Including previously announced development transactions, these transactions bring ProLogis' year-to-date 2010 global development starts to approximately $437 million of total expected investment with approximately $133 million of ProLogis land. Combined with year-to-date third-party sales of approximately $47 million, ProLogis has monetized $180 million of land. The company has established goals of $700 to $800 million of global development starts and $350 to $400 million of land monetization during 2010.
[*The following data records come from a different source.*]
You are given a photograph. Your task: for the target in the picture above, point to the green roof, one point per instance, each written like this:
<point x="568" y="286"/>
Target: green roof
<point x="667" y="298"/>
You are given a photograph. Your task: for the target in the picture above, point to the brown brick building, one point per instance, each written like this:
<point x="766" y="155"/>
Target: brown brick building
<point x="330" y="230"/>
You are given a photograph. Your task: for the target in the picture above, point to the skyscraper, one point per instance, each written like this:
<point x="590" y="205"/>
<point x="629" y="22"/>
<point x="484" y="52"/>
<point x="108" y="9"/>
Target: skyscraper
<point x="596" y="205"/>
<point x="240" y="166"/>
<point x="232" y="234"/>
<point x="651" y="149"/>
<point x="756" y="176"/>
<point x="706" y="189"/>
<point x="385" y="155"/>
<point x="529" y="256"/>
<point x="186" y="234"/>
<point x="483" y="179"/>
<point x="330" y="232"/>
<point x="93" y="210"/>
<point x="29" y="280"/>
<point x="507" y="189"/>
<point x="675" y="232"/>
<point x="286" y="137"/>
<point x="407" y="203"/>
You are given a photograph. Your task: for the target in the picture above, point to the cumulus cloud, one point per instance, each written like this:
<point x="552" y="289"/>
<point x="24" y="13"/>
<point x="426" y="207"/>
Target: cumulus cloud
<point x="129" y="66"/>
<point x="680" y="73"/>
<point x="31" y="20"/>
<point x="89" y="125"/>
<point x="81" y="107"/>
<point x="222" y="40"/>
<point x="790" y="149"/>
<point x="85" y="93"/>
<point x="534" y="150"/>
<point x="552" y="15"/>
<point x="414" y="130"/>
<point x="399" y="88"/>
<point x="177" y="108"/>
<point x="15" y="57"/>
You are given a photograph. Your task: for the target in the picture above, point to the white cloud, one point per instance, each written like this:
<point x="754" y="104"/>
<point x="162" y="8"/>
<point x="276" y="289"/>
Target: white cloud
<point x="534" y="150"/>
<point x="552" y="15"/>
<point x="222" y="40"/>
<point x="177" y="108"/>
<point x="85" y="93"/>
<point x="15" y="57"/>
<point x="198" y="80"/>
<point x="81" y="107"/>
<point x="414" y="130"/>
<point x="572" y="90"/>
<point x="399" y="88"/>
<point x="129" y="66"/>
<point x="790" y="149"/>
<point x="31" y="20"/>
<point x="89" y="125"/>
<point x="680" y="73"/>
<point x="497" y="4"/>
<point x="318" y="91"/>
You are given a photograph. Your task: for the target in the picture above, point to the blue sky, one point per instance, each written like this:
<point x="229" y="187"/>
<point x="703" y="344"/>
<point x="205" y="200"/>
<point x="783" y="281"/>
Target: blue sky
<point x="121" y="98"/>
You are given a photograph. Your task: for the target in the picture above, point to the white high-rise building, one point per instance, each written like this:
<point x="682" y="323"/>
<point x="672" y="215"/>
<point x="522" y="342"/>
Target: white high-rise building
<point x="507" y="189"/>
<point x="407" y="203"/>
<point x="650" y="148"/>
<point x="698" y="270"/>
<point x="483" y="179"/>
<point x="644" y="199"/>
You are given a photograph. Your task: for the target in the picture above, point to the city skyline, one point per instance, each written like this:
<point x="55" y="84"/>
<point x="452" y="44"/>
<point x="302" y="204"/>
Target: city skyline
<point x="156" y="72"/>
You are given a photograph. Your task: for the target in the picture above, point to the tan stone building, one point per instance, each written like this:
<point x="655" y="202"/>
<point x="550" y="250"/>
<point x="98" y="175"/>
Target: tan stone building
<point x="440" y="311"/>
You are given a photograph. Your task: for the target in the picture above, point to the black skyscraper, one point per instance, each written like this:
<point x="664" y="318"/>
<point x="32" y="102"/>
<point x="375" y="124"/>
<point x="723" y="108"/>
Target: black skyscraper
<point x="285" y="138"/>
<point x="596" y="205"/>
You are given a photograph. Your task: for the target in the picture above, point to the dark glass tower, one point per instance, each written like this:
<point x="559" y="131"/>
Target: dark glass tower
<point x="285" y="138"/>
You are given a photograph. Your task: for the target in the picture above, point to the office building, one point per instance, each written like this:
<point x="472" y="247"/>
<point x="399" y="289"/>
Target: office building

The build-to-suit projects include agreements in:
- Moissy-Cramayel, France, where the company will construct a 342,000-square-foot (31,800-square-meter) distribution facility for a major third-party logistics company on ProLogis-owned land at ProLogis Park Chanteloup, located approximately 18 miles (30 kilometers) south of Paris near the A5, A4 and A6 motorways.
- Northern Japan, where ProLogis will construct a 180,000-square-foot (16,700-square-meter) distribution facility for one of Japan's leading retailers on ProLogis-owned land. After completion, the development will be sold to the customer at a pre-committed value.
ProLogis has a proven track record for best-in-class industrial development and the ability to meet its customers' specific industrial development needs throughout North America, Europe and Asia. As of December 31, 2009, the company has developed more than 300 million square feet (27 million square meters) of ProLogis-owned and managed facilities.